J’aborde un contrôleur ou un chef de gare, je ne sais pas, encombré de documents. Il est où mon train ? Je suis visiblement agité. Lui, me demande mon billet et quel train je souhaite prendre. Le train de 7H00, Monsieur ! Le train de 7H00 ! Il est où ? Je crois que je hurle. Il m’explique qu’exceptionnellement ce train est parti à 6H49 (soit deux minutes avant mon arrivée en gare). Des travaux sur les voies, j’ai oublié la raison. Je me lance alors dans un discours sans queue ni tête expliquant que je suis victime des incohérences de la SNCF, que me faire ça à moi, fidèle client (c’est le moins qu’on puisse dire) ! Je brandis mon forfait fréquence, la liasse de billets conservés. Et non, je n’ai pas consulté le site SNCF.com hier soir ! J’enrage devant son impassibilité.

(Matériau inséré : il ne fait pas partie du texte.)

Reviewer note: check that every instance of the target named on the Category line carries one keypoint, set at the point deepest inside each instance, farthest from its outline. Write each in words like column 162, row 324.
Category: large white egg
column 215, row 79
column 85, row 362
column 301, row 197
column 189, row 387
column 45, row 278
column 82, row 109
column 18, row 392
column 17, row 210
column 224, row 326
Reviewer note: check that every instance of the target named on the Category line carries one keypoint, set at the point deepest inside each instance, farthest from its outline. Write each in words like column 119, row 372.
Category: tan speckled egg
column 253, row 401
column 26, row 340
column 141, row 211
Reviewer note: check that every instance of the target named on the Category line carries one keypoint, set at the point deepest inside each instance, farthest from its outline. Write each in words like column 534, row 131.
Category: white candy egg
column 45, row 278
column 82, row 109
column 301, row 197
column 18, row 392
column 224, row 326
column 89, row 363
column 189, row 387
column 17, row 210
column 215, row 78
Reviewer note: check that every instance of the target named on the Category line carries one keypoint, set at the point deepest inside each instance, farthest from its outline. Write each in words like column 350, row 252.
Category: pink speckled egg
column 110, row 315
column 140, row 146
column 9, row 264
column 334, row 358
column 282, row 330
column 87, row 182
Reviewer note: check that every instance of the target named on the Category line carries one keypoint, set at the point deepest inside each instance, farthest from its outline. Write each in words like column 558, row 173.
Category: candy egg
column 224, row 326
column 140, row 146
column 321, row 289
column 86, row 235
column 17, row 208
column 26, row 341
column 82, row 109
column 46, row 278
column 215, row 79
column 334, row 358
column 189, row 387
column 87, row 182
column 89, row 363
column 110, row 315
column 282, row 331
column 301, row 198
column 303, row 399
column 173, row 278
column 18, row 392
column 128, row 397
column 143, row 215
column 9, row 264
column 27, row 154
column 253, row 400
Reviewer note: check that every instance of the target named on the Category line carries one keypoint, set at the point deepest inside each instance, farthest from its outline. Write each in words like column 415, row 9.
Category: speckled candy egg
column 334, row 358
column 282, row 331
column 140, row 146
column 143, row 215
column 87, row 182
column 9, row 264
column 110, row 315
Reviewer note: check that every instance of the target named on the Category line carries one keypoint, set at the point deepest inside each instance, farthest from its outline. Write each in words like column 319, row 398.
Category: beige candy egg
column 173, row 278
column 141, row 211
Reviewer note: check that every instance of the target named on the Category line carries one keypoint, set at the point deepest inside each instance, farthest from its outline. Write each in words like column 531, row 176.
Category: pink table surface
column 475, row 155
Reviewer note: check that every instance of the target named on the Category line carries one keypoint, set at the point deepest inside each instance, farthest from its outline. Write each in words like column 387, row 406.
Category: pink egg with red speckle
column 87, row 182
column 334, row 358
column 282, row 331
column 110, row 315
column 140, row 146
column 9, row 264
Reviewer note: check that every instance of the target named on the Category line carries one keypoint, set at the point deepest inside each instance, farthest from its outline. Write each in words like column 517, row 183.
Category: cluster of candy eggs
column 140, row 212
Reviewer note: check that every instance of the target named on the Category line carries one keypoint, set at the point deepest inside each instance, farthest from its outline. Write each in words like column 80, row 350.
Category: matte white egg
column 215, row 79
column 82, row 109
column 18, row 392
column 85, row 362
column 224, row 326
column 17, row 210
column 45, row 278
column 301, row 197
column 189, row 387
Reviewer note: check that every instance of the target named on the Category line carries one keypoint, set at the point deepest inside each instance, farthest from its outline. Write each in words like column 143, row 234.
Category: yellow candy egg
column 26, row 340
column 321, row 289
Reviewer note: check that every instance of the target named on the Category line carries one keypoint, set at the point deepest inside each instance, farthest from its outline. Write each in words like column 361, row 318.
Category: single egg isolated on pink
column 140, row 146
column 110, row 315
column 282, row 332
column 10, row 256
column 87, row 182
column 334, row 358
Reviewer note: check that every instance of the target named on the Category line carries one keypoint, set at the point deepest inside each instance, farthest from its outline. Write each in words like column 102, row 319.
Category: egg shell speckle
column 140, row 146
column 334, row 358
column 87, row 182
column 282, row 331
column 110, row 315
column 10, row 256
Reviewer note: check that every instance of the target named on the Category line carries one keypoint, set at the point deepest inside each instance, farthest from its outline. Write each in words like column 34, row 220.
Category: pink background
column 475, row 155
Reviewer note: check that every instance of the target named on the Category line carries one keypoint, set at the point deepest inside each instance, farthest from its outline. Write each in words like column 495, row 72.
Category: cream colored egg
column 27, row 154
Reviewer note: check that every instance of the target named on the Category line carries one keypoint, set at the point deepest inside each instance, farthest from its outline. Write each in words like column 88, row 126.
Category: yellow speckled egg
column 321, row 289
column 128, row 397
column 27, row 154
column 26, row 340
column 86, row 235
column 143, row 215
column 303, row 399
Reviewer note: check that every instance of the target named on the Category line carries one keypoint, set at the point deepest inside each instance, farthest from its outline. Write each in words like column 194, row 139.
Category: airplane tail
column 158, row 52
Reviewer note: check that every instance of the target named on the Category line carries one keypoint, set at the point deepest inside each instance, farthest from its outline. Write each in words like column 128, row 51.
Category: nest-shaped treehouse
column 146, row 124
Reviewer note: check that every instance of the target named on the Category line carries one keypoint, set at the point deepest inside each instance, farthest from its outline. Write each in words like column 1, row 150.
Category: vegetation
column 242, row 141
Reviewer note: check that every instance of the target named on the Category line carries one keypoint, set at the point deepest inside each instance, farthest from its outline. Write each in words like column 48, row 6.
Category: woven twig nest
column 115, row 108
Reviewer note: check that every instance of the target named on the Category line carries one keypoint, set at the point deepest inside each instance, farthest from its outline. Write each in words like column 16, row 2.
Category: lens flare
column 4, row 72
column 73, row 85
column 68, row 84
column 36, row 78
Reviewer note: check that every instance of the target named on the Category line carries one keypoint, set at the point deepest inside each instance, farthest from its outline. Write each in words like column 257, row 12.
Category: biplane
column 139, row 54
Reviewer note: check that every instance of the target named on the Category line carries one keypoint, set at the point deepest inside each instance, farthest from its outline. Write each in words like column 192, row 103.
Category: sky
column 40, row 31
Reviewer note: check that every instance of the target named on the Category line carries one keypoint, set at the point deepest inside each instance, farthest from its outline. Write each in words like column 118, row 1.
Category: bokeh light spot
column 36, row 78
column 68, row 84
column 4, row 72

Ce que j’ai fait ? Comme je n’ai plus l’âge de pleurer, je suis allé acheter un café et des journaux. Les Echos proposaient d’aider le contribuable à payer moins d’impôts, et j’ai oublié les gros titres des autres journaux. Penser aux Pensées pour moi-même de Marc-Aurèle et ne compter que sur ce qui dépend de soi. Alors m’est venue une idée brillante : prendre la voiture. Partir à toute allure vers les volcans. Tu connais la route ? me demande, inquiète (à raison), mon épouse. Je hausse les épaules. Je n’ai pas la place de raconter la série de mauvais choix que je fis alors, une fois dépassée la porte d’Orléans. Il faudra aussi une autre chronique pour expliquer l’heure de mon arrivée.
J-P. de G.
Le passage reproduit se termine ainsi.